‘Going from entry level to one step from the top’
During an entire career spent within a single municipal organization, Mark Iampietro witnessed a slow, trudging improvement he reflects on with pride but was largely too gradual for most people to even notice.
He’s now retiring, but for 42 years he’s been at the heart of the Bethlehem Housing Authority, working to serve and provide for some of the city’s struggling residents against changing social challenges and government priorities.
Even as his office is in disarray and boxes are packed, he prefers to talk about the department and its mission over himself.
A lifelong city resident and graduate of Liberty HS and Northampton Community College, Iampietro was a young man unsure of his future. “I’d intended to become a schoolteacher. I was going to go to Mansfield State College at the time. I don’t know. I just didn’t have the drive or the passion. It was between finishing community college and making a decision … I was working at a job part-time in the Lehigh Shopping Center when I met a fella, who worked at the Housing Authority, and we got friendly.”
Iampietro followed the man’s suggestion and applied for a job “at the bottom.”
At $3.50 an hour and benefits, more than twice what he was then making, Iampietro joined the maintenance department. “Sometimes you pick your career and sometimes your career picks you. In my case it was more the latter.”
At that time in 1974 the authority’s main building – Moravian Tower – had only just been completed and Iampietro lived nearby on West North Street. For over a decade he did every dirty job there was, from collecting garbage to digging ditches, before moving into a management position, where he remained until 1998. He took the deputy executive director position in 2003 and worked alongside Executive Director Clara Kendy and, later, Gene Gonzalez. “So I went from entry level to one step from the top,” Iampietro said. “There aren’t many people who stay with one company their whole lives, and there are that many companies that stay with their employees that long either. It’s a two-way street.”
In his early days, the executive director was Frank Loretti, a former Housing and Urban Development labor relations expert who inherited an authority full of decrepit, outdated buildings and crumbling infrastructure. He promoted Iampietro to the central office.

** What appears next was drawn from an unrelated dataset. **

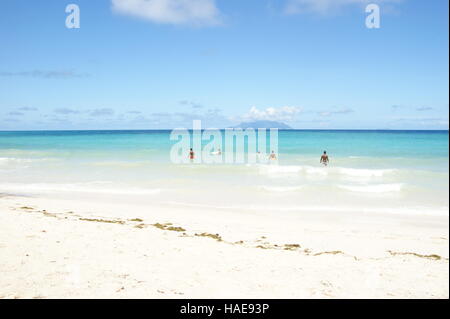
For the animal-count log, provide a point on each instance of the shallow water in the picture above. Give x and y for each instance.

“In the 70s the place was in pretty bad shape fiscally and physically,” Iampietro said. “Mr. Loretti would tell a story that he was in his office, he had just started, and there was a man at the door from the accounting department. He said ‘we just had a roof repaired and I have the bill.’ Loretti said if the contractor did a good job to go ahead and pay them, and the accountant’s response was, ‘We don’t have any money.’”
Iampietro said many of BHA’s buildings were in bad shape back then. The Lynfield, South Terrace, Park Ridge and other developments were used or built during the war years as temporary housing for the influx of Bethlehem Steel Corp. employees and returning veterans, the basic structures in those first developments were by the 70s decades past their intended usage. “They lasted way longer than they were supposed to. They were held together with bailing wire and promises.
“The people in charge of housing at the time didn’t have a plan, so they did nothing.”
Iampietro worked tirelessly with Loretti and others through four decades and many tens of millions of dollars to gradually improve, renovate, replace and expand housing opportunities in the city. “The transformation is so incredible that the only people that recognize it are me and a couple of old-timers,” he said.
Iampietro took the deputy executive director position in 2003 and worked alongside Executive Director Clara Kendy and, currently, Gene Gonzalez. “So I went from entry level to one step from the top,” Iampietro said. “There aren’t many people who stay with one company their whole lives, and there are that many companies that stay with their employees that long either. It’s a two-way street.”
Today, the BHA is rated by HUD at 95 percent for management and facilities, one of the top scorers in the state. “It’s a tribute to every man and woman who works here. We’ve always wanted to be more than bricks and mortar. Housing authorities are, at the most fundamental level, about providing housing for poor people. What I’m most proud of is once we got things squared away – our finances were in good shape and our buildings were in the best condition, we started focusing on the needs of the people.
“I’ve always felt there has to be an effort on our part to end the cycle of generational poverty, family poverty, the never-ending cycle of low expectations. The people we serve should know they don’t have to live in public housing just because they lived there as a child. The things we have been doing the last 15 years revolve around education and programs that make it possible … for people who don’t want to stay here forever, I’m happy to see you get out.”
He’s particularly proud of the family self-sufficiency program, which commits willing participants to a five-year plan for education, job training, financial stability or whatever their personal goals. “When we get people who complete this program and they achieve these goals, that is just so personally uplifting to know you’ve not only rescued somebody but put them on a positive course and that will pass what they’ve learned on to their kids.
“I got a kick out of being part of that. It’s been a great ride. I was very fortunate to work here because of not only the opportunities, but the fact that I had a varied career. There were always new challenges and they were great challenges. I got to affect change.”